Without further ado, let's begin.

Some basic ideas

Model checking is a broad field involving formal verification of the properties of certain systems. A lot of the time, these systems involve hardware or software, but doesn't have to. The process of model checking usually goes something like this:

  1. Construct a model of the system you want to check.
  2. Write a property describing the thing you want to reason about regarding this system.
  3. Check it to see if the model entails this property.

Each of these steps can be approached in a wide variety of ways, many of which are borrowed from other fields. In particular, automata and logic come up frequently, and given that we want this checking to be doable by machine, algorithms and data structures are also quite important.

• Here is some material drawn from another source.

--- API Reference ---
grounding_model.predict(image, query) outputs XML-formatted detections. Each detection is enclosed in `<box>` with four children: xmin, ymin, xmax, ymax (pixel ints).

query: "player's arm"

In this particular case, we are dealing with a state graph. This is a general representation of a system which can change states - that is, something where, over time, given certain actions, different effects can occur. More formally, a state graph is a 5-tuple (S, I, E, P, L) where

  • S is a finite set of states
  • I is a subset of initial states of S
  • E is a set of edges from states to other states
  • P is a finite set of propositions
  • L is a labelling of each state in S with some (possibly empty) set of propositions in P

For a (visual) example, consider the diagram below:

A diamond-shaped graph of circular nodes. The topmost node, labelled
'{}' has arrows going from it to a node on the left, labelled '{p}', and a node
on the right, labelled '{q}', creating a fork. Both the left node and the right
node have arrows going from them to a bottom node, labelled '{p,q}'. The bottom
node also has an arrow pointing back to the left node, labelled '{p}'. Finally,
an arrow above a diamond points from empty space above the topmost node to the
topmost node.

This state graph has four states, each labelled with their set of labels. There's one initial state (the one with the arrow coming into it 'from nowhere'), which happens to be labelled with the empty set. Arrows from states to states indicate edges, which have a direction indicated by the arrowhead. This state graph represents a process which may be in one of four different 'states', with different effects in each one, represented by the labelling.

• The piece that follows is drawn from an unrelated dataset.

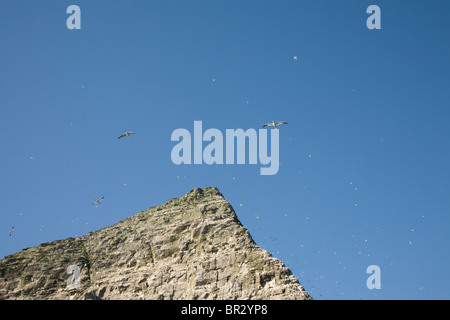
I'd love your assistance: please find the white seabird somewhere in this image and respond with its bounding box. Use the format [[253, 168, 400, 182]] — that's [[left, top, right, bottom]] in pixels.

Properties of state graphs are stated in terms of the elements of P, and can be either true or false. For the state graph above, 'at some point, p in every state' is a property (which happens to be true); 'at any point, q will be true in the next state' is also a property (which happens to be false). Given enough propositions, and a complex enough state graph, we can describe some extremely sophisticated properties. Additionally, if we can state these properties in a certain way, depending on the property, we can mechanically check if a given state graph possesses that property or not. This is essential, as in any real cases, state graphs can be incredibly large (millions of states isn't unusual), and the resulting properties can be extremely complex.

In the context of this assignment, the properties of interest are invariants, which are properties of a 'global' nature for the entire state graph. An example of an invariant for the state graph above would be 'p is true in every state' (which is, of course, false); another would be 'in any state, if p is true, q is false' (also false, as it happens). Invariants are the simplest properties, both in terms of checking and description: for the former, it's enough to check that the property holds in each state individually (using some kind of graph traversal); for the latter, we can use propositional logic as our description language (which also makes checking easy). The assignment specifically asks for the ability to:

  1. Take a description of a state graph and an invariant property as input.
  2. Construct both.
  3. Check if the given invariant property holds.

For this part of the series, I will describe propositional logic, write a simple interpreter for it, and then massively over-engineer it. Because without that last step, this would be a highly dull blog post. We'll continue the over-engineering in the second part, where we veer dangerously into compiler design territory; then in the third and fourth parts, we'll design the rest.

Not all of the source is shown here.